Edilene Silva Bahia Souza (mestranda/UEFS-NECLIF)

Trata-se da análise da “recepção”, no Brasil e no exterior, tomando-se como

referência a obra de Carolina Maria de Jesus – “Quarto de Despejo Diário de uma

Favelada”. Esse estudo pretende possibilitar um melhor entendimento dessa questão. A

partir da emergência dos Estudos Culturais, produções literárias alcançaram um maior

reconhecimento dentro e fora de seu lugar de publicação.

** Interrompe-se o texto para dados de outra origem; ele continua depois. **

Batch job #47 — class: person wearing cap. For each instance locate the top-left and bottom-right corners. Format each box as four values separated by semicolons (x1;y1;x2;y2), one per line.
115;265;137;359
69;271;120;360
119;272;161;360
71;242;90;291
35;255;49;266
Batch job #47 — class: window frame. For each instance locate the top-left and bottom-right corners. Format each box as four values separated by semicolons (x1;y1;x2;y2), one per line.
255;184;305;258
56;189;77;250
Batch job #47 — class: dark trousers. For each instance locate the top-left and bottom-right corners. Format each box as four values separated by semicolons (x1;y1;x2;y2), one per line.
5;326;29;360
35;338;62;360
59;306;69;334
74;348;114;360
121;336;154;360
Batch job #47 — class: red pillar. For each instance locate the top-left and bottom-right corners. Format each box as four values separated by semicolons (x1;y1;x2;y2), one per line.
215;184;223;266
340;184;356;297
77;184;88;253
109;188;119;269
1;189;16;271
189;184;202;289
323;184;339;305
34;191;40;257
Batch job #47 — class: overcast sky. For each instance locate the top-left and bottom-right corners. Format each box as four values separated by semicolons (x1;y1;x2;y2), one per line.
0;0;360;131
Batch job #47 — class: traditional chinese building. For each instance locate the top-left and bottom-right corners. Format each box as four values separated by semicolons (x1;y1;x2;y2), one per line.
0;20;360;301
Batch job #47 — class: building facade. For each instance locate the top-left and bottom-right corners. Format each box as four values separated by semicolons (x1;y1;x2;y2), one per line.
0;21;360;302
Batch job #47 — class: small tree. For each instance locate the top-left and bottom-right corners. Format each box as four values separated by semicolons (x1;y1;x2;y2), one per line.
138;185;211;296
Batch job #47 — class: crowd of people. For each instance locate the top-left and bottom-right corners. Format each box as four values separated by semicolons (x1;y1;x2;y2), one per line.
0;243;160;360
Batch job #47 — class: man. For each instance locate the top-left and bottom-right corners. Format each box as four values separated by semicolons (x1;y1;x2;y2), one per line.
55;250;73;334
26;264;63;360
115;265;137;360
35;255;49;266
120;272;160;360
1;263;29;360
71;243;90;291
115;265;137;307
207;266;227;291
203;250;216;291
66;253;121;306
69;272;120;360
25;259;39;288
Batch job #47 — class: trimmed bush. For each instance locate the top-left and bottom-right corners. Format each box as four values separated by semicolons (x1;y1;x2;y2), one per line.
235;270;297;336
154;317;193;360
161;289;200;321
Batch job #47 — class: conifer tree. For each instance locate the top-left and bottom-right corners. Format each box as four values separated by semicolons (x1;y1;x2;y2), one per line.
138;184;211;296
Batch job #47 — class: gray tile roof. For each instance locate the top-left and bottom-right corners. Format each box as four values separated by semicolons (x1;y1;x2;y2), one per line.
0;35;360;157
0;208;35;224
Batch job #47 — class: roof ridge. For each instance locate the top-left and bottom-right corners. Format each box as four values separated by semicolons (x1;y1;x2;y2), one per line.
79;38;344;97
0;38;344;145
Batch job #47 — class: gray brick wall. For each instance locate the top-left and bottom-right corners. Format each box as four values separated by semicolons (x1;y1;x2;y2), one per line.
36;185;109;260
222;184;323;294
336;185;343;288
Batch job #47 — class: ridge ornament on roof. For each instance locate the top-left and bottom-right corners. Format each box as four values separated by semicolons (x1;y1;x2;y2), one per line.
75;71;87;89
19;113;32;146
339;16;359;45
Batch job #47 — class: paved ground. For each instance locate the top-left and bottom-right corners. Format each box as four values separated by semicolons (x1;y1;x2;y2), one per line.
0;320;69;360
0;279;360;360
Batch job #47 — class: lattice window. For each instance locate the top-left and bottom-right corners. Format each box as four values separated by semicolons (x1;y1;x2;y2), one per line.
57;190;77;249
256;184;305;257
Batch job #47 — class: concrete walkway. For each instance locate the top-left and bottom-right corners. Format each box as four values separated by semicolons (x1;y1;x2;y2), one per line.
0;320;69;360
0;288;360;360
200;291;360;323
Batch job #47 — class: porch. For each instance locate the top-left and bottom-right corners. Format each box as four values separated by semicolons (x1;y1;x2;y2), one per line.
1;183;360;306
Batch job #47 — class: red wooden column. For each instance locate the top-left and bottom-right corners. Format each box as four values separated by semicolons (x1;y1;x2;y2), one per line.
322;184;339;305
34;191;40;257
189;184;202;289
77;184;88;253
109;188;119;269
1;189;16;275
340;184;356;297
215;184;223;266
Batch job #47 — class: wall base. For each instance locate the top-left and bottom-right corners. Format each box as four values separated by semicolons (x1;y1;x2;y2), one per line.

O livro “Quarto de Despejo Diário de uma Favelada” é uma obra na qual a autora

relata suas vivências. Na narrativa destaca-se: a fome, a miséria, abusos, e preconceitos

sofridos por ela, seus filhos e outros favelados. Apesar de Carolina Maria de Jesus1, não ter

formação acadêmica, apenas havia estudado até a segunda série primária, fato que é

notório na escrita, já que esta apresentava erros ortográficos, sintáticos e de pontuação,

essa condição de semi-analfabeta não foi obstáculo para que o seu livro Quarto de Despejo

fosse publicado pela primeira vez no ano de 1960 e tivesse grande repercussão.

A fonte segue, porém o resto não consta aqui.